Hey @joan38 doesn't it work if you use the Scala GitHub Action? I'm quite sure it should work with GitHub enterprise

[joan38]

@alejandrohdezma GitHub Actions are not enabled for our Enterprise instance

[alejandrohdezma]

oh, I see, then I guess it would be good to follow @exoego suggestion on splitting the changes done in this PR to smaller reviewable ones

[joan38]

Sounds good, I just wanted to make sure I'm not doing this in void.
PRs incoming.
Thanks @alejandrohdezma

[mzuehlke]

I really like the idea.

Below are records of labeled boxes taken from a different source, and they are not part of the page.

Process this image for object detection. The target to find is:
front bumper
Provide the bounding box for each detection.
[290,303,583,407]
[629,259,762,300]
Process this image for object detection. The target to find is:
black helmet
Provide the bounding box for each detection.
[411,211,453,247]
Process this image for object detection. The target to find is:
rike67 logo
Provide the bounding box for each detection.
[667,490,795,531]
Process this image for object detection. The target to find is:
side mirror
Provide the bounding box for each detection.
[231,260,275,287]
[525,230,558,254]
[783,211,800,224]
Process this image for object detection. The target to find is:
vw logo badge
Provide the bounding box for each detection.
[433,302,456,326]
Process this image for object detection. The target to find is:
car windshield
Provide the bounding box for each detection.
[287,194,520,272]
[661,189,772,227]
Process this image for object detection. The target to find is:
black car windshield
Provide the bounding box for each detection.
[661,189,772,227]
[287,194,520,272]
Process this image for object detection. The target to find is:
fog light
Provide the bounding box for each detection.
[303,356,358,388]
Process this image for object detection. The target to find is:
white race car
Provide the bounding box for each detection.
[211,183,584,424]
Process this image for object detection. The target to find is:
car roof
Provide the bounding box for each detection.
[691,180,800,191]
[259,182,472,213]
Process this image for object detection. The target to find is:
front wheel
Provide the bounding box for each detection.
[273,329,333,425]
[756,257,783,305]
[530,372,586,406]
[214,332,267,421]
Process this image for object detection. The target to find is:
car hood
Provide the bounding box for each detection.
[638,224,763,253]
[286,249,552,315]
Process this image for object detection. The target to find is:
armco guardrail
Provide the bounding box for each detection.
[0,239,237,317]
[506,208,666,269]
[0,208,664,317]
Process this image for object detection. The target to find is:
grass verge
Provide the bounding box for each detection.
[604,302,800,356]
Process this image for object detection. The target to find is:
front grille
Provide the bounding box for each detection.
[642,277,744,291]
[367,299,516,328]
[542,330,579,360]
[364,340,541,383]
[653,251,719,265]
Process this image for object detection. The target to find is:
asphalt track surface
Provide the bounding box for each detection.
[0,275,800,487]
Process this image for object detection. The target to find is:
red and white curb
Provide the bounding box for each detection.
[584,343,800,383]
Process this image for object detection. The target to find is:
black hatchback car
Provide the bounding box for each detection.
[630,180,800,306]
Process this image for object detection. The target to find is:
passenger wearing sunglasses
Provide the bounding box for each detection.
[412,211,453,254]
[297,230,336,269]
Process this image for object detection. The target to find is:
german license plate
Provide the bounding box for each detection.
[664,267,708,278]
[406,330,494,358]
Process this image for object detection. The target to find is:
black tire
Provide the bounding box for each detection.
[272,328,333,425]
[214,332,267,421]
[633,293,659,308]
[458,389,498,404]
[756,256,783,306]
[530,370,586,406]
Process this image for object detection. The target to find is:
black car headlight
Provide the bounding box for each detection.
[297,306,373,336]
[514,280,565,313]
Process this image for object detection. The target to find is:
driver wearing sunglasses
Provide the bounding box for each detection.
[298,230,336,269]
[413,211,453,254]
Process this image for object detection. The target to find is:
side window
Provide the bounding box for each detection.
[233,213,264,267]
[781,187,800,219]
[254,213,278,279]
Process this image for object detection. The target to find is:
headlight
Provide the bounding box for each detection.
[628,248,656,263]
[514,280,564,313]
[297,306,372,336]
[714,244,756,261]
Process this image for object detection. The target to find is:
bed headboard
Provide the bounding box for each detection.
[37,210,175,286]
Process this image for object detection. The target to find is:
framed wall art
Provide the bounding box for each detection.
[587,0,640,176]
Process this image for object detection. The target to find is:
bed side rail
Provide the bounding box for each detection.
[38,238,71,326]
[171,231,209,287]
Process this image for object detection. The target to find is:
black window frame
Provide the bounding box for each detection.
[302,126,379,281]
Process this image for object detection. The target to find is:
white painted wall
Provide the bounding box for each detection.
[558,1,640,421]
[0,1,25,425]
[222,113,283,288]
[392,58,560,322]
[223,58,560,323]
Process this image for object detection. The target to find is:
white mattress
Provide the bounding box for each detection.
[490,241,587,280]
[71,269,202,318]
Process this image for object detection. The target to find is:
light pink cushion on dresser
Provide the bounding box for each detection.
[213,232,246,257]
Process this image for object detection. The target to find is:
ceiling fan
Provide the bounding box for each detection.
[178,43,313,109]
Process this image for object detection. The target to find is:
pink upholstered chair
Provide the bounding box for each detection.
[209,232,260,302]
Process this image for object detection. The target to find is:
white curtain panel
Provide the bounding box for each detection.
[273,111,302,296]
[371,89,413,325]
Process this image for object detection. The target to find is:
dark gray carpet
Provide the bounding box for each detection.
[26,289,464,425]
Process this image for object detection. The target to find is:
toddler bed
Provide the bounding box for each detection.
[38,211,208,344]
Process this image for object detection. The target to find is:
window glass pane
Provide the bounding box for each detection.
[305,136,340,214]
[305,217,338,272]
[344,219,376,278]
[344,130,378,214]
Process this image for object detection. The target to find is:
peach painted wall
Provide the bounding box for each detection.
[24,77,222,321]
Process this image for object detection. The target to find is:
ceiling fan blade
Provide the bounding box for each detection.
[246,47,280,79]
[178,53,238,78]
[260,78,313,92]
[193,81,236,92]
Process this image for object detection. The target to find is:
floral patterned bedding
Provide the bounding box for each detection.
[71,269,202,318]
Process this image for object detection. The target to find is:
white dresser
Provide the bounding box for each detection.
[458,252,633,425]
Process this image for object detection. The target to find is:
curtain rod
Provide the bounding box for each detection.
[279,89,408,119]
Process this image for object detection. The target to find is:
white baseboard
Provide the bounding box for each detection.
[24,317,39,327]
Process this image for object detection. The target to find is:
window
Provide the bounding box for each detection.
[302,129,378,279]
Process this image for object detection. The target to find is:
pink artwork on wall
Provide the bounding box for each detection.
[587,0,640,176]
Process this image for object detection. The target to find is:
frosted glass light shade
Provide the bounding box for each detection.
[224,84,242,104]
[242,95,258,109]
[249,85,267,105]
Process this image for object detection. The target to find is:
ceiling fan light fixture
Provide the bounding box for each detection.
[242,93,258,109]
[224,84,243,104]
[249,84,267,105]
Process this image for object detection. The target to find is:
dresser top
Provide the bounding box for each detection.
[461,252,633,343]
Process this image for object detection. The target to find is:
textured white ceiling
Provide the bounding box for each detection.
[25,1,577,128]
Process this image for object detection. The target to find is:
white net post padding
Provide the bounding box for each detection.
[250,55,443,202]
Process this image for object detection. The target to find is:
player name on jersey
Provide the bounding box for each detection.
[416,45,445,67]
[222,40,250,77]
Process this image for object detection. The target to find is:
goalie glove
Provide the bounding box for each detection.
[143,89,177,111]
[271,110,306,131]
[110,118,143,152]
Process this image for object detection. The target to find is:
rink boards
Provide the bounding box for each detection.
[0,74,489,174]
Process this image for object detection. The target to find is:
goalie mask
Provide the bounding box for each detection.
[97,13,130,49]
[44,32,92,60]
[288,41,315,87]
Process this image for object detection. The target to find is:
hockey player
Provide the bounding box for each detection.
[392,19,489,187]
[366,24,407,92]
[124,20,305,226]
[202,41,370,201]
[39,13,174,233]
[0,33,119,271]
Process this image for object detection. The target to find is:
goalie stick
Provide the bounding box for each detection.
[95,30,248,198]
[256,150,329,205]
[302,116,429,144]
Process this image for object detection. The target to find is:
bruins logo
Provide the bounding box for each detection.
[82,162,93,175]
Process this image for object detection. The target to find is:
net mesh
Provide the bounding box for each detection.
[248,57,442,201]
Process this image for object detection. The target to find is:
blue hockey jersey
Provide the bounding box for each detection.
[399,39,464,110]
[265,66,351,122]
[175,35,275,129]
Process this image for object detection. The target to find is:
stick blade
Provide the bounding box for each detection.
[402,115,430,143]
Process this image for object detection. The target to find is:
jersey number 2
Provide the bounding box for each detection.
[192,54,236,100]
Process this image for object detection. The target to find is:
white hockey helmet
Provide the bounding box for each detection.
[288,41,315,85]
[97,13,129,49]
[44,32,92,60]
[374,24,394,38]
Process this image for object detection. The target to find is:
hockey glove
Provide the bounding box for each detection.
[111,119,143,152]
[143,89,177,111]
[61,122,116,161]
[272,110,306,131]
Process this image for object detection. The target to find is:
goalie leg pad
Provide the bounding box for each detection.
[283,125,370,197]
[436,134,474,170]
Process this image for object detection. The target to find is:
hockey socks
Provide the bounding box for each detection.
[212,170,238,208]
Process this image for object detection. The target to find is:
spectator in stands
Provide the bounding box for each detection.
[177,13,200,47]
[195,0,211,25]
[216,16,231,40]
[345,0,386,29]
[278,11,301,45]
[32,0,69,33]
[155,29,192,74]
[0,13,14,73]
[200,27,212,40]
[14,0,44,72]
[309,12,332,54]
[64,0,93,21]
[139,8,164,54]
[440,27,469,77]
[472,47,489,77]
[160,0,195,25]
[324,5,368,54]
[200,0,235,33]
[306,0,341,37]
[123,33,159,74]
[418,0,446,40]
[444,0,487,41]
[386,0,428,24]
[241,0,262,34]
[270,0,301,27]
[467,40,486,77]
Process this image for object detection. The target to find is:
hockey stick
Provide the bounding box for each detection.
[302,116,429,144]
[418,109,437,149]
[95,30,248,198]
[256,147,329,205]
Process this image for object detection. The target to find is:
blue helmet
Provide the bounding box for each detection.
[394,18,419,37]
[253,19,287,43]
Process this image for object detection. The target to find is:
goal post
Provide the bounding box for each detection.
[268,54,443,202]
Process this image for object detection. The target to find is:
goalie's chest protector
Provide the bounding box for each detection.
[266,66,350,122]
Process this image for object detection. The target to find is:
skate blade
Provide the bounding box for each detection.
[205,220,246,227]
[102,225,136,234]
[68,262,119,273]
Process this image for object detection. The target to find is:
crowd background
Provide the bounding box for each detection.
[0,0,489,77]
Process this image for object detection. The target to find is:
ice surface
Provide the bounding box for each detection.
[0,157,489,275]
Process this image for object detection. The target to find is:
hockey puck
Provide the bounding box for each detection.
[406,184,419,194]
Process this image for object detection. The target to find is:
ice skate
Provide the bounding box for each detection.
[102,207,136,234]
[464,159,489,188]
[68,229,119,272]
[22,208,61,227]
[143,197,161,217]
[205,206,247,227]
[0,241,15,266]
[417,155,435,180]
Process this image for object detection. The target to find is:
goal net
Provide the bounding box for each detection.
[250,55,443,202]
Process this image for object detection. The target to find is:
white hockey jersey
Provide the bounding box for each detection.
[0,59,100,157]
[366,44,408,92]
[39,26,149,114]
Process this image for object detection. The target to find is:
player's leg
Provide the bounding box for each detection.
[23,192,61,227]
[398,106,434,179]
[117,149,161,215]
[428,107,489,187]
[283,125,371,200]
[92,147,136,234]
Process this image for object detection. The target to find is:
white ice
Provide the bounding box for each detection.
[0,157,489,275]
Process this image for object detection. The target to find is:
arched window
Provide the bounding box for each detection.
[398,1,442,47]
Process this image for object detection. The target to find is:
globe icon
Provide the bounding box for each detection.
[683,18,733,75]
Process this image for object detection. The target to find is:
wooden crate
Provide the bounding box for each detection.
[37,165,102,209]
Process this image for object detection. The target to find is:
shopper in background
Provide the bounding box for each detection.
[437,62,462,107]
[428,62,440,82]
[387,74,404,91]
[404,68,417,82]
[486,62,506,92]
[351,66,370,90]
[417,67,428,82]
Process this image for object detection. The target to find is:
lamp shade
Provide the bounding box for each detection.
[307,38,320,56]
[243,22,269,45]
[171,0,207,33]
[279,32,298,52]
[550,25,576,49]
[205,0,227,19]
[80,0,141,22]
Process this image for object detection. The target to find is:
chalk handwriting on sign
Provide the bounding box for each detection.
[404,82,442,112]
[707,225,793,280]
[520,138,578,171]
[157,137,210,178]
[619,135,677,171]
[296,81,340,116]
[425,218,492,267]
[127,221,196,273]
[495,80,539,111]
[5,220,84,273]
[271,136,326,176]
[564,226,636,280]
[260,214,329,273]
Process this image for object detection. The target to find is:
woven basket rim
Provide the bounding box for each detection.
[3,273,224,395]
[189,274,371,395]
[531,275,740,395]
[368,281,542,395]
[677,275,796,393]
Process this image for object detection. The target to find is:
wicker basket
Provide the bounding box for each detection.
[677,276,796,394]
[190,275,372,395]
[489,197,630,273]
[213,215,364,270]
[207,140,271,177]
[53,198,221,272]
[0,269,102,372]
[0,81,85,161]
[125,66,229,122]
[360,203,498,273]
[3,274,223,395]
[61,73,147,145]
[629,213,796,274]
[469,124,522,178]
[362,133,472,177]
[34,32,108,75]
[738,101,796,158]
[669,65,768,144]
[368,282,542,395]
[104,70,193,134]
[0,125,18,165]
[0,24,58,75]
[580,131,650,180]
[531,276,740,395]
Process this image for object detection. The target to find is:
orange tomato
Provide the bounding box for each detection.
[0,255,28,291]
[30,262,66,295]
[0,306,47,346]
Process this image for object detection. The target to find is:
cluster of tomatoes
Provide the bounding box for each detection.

I started contributing some years ago with the same aim 😄
But then I discovered that Github Action are a working solution for me.

Breaking the CLI is always an unpleasant thing.....
Without delving into this too deep, could we maybe have 2 entry points?
The default one breaks and used the better structure arguments, but you can (for some time) use a legagy entry point. that print a lot of warning and works like now ?
But not sure if this is even worth the effort......

[joan38]

Thanks @mzuehlke
We don't have GitHub Actions enabled at Netflix.
I actually didn't want to break the CLI too, but stuff like login, github-key, ask-pass... Have to all be optional and then we need to throw exceptions here and there when the options are not specified.

[mzuehlke]

Can this be closed ?

[joan38]

Should I do a rebase? Or breaking the CLI is out of the question?

[mzuehlke]

If rebasing isn't a big effort, it would be easier to see what changes are left from these.
But I wouldn't break the CLI if not needed.